The story is now familiar, and not in Flint alone. The State took over a city government that, without resources, could no longer function, and subjected its helpless residents to a Darwinian experiment in cost-cutting. Part of this involved decoupling the city’s water supply from Detroit’s, and forcing it to use the local river, contaminated by decades of industrial pollution. Chemical treatment was supposed to make it potable; instead, it released lead from corroded pipes that, combined with other toxins, made for a witches’ brew that ran brown and stinking from household taps. Children exposed to it suffered irreversible brain and organ damage.
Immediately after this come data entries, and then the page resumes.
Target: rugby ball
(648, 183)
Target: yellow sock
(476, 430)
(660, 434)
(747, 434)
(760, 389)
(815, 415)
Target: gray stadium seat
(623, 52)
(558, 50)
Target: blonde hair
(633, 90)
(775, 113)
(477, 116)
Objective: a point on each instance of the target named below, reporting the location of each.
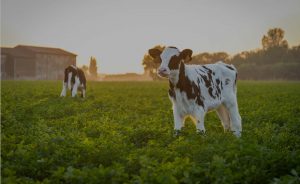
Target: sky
(119, 32)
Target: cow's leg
(75, 87)
(224, 117)
(83, 92)
(236, 122)
(64, 90)
(178, 120)
(199, 115)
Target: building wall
(51, 67)
(24, 68)
(7, 67)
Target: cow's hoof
(177, 133)
(201, 132)
(238, 134)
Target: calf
(74, 80)
(198, 89)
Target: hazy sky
(119, 32)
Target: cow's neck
(176, 76)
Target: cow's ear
(154, 53)
(186, 55)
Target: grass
(122, 133)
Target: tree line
(274, 61)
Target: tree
(274, 38)
(150, 66)
(85, 69)
(93, 67)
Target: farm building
(34, 63)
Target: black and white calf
(74, 80)
(198, 89)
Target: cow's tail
(235, 81)
(67, 79)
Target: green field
(122, 133)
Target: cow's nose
(162, 70)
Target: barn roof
(46, 50)
(30, 51)
(16, 52)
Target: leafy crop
(122, 133)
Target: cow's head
(170, 59)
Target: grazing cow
(74, 80)
(198, 89)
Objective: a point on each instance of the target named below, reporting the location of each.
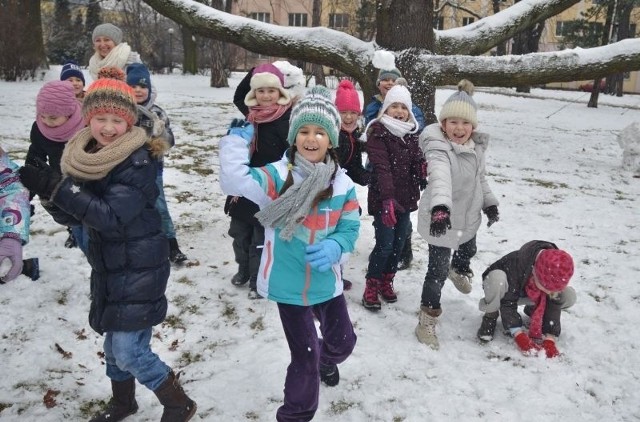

Resident protests were ignored; evidence of catastrophic health effects was suppressed. Michigan had created its own Warsaw Ghetto, in which a captive population was wilfully subjected to mass poisoning—that is, to genocide. The story has concentrated on the water issue, but Flint’s destruction, as of the Rust Belt generally, has been a process of decades. Lead in the baby’s bathwater or from a mother’s nipple was only the coup de graçe.
Similar stories have begun to come out of other depressed communities such as Sebring, Ohio, but Flint stands for now as the prime case of a city deliberately and quite literally marked for death. Lyndon Johnson’s War on Poverty can now be seen as an aberration in the America’s history. The real and enduring war is the one against the poor themselves.
General Motors, meanwhile, is a story of another kind. Having steadily lost market share despite destroying Michigan’s working class, it diversified into so-called financial products services and went bankrupt in the Great Crash, only to be bailed out by the federal government and restored to profitability courtesy of the American taxpayer. In Darwin’s world, some species thrive, and others perish. But it really helps to have a friend in Washington.
The politicians have discovered Flint on the presidential campaign trail, and Hillary Clinton, always alert to a political or corporate buck, has rushed to cash in on the city’s misery. Certainly there is no better symbol of the depths the country has reached after 50 years of reaction. A society that eats its young writes its own epitaph. As for a society that poisons them . . . well, as Tom Jefferson memorably said, “I tremble for my country when I consider that God is just.”
Of course, Jefferson was talking about slavery, not hydro-contamination. And he kept on keeping slaves.